Easter: Jesus' Trial
By Rick Warren
— April 10, 2009
“But Jesus remained silent and gave no answer. Again the high priest asked Him, “Are You the Christ, the Son of the Blessed One?” (Mark 14:61 NIV)
What’s so important about Easter? It’s important because it proved that Jesus was who He claimed to be. He was God in the flesh, and He came to earth to save us.
Three events occurred in dramatic succession on that Easter weekend: the trial of Jesus, then the death of Jesus, and finally the resurrection of Jesus.
Jesus actually went through six trials. In that one night, He was brought before Annas (the father-in-law of Caiaphas), Caiaphas (the high priest), the Sanhedrin (the religious Supreme Court), Pilate (the governor of Jerusalem), Herod (the governor of Galilee), and then back to Pilate.
At the end of those six trials, what did they find to accuse Him of? Nothing. He had done nothing wrong. They brought in people to make up phony charges, but those didn’t stick. Finally they convicted Him on one count: claiming to be the Son of God. That’s the sole reason Jesus went to the cross.
Everyone who has ever been presented with Jesus has already made some kind of decision about who He is. You either believe He’s a liar, or you believe He’s a lunatic, or you believe He’s the Lord. It can’t just be, “I believe He was a good teacher.” He couldn’t be just a good teacher, because a good teacher would not say, “I’m God, and I’m the only way to heaven.” A good person would not say that unless it was the truth.

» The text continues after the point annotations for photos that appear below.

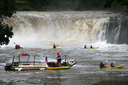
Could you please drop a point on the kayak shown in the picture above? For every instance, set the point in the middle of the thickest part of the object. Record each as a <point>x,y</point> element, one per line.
<point>58,68</point>
<point>120,66</point>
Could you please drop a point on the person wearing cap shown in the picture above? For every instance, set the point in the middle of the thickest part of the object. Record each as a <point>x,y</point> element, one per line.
<point>58,59</point>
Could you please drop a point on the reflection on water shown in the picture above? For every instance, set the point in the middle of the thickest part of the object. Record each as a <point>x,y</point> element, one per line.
<point>84,72</point>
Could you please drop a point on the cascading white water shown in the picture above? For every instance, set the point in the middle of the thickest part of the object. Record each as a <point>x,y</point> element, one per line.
<point>61,28</point>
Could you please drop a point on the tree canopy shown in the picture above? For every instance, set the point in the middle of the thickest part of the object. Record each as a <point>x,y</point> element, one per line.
<point>7,8</point>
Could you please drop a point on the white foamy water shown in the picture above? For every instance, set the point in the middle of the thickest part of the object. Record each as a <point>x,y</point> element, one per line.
<point>36,32</point>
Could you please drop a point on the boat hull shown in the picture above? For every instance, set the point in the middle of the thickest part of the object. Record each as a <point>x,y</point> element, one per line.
<point>120,66</point>
<point>59,68</point>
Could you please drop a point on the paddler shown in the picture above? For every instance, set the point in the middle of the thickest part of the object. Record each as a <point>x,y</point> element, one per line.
<point>54,46</point>
<point>102,65</point>
<point>58,59</point>
<point>85,46</point>
<point>112,65</point>
<point>91,46</point>
<point>46,60</point>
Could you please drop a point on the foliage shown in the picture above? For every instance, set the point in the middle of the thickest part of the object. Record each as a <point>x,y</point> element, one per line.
<point>5,33</point>
<point>7,8</point>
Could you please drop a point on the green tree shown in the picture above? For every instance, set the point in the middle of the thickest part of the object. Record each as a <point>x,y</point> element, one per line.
<point>7,8</point>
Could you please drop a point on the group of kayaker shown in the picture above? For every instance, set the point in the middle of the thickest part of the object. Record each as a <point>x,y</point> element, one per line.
<point>103,65</point>
<point>58,57</point>
<point>86,46</point>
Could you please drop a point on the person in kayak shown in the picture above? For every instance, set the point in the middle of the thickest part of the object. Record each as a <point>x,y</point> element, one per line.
<point>54,46</point>
<point>58,59</point>
<point>112,65</point>
<point>91,46</point>
<point>46,60</point>
<point>85,46</point>
<point>17,46</point>
<point>102,65</point>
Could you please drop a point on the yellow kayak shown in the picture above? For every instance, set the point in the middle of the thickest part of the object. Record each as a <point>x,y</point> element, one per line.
<point>120,66</point>
<point>58,68</point>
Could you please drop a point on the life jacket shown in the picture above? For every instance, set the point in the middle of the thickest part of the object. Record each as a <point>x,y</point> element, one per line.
<point>101,65</point>
<point>59,57</point>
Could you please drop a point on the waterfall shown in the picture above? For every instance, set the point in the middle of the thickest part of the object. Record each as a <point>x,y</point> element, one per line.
<point>68,28</point>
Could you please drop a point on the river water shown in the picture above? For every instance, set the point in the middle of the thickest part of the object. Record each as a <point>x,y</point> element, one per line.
<point>84,72</point>
<point>36,32</point>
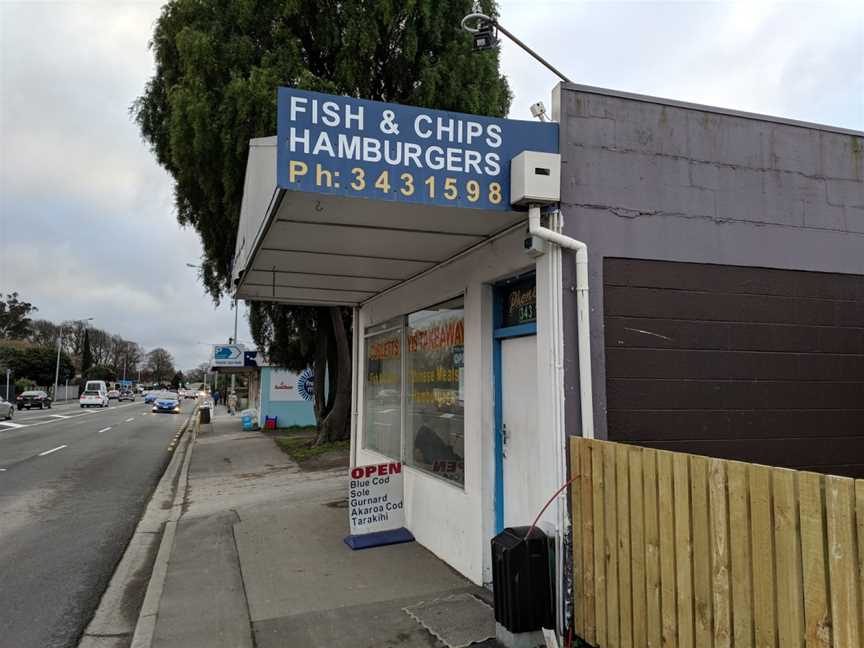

Jesus claimed to be the Savior of the world. In John 12:47, He is recorded as saying: “I did not come to judge the world, but to save it” (NIV). He allowed Himself to be put on trial so there would be no doubt about who He was. He could have stopped the trial at any moment; He knew He would be proven guilty and put on the cross—but He allowed it to happen. It was all part of the plan.